How the publisher of WatchTime sees the Apple Watch

With the launch of the Apple watch traditional watchmaking companies accept that they will be forced to respond. If this indeed is true no one knows today: A mechanical wristwatch is a personal statement and a long-lasting luxury good. An Apple Watch is a gadget, an electronic device. 

One thing is certain: in 12 months we will see the second generation, and in 18 months probably the third generation of the Apple Watch, with subsequent updates thereafter. A mechanical watch can be worn for decades or can even be passed on to our children and grandchildren. 

But the battle for the wrist could also become a zero sum game: once the Apple Watch has stopped the habit of wearing a mechanical watch, a substantial part of the millennial generation might be lost for the Swiss watch companies, maybe forever. 

Opportunities for media companies

While this disruption thus may hurt the watch companies it creates exciting new channels for media companies.

From our perspective (at Ebner and WatchTime) there will be a number of very interesting Apple Watch usage scenarios that should be evaluated immediately by publishers. 

For example, at Ebner we offer magazines and websites for firefighters and medical staff, among many other niches. For such groups Apple Watch apps of interest would be: real-time access to medical data, portable lexicons as well as features to seamlessly connect with other medical staff that too is equipped with the Apple Watch.

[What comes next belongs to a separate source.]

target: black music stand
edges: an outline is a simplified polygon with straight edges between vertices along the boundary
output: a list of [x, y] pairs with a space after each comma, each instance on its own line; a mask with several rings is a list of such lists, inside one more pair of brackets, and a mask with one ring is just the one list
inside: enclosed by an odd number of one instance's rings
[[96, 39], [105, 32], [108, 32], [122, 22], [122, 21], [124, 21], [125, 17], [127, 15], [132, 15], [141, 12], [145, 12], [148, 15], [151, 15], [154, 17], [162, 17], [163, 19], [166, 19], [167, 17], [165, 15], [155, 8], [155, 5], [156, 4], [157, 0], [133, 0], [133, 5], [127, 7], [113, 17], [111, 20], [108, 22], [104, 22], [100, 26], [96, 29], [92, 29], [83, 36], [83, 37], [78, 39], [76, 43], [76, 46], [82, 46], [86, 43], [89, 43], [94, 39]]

It is not illusionary to assume that content displayed on the Apple Watch integrates directly into the workflow of our target groups and supports their daily work routines.

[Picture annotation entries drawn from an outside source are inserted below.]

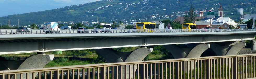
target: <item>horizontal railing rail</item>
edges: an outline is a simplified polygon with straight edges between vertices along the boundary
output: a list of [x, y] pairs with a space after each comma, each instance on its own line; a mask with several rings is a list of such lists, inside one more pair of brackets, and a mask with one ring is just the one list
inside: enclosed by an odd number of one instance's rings
[[0, 29], [0, 34], [226, 32], [255, 31], [255, 29]]
[[244, 79], [256, 54], [0, 71], [1, 79]]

From a strategic management perspective the Apple Watch is yet another outlet for our content, marketing updates and push notifications, especially now that messaging services like WhatsApp, Snapchat and Weibo are increasingly popular with audiences around the world. 

Not only to push content, but create content too

The Apple Watch is the perfect device for short news, short videos or podcasts. And there will be unprecedented opportunities as well that might finally break the obstacles of connecting the many screens and devices we use nowadays: let’s say our music magazine readers go to a live concert, and then let their Apple Watches record heartbeat and blood pressure. 

The readers could share some data with our editors who would then be able to incorporate that data in their articles or top 10 lists – the top 10 rock songs that make your heart beat faster, smooth jazz songs that decrease your blood pressure, and so forth. 

Suddenly, editorial content gets an entirely new dimension, it gets more personal than ever before. 

The zero sum game for the wrist becomes a sum+ game for interpersonal media. Of course publishers will have to understand that it is not enough to replicate old habits with new devices. The lost publishing battles in the digital age (e.g. paid content) indicate that the magazine media industry should probably react much faster to emerging trends.

While this disruption caused by the Apple watch might hurt the traditional watch companies, I believe we, as media companies, will benefit from a landscape of connected personal devices that create and spread rich personal content tightly aligned with our services.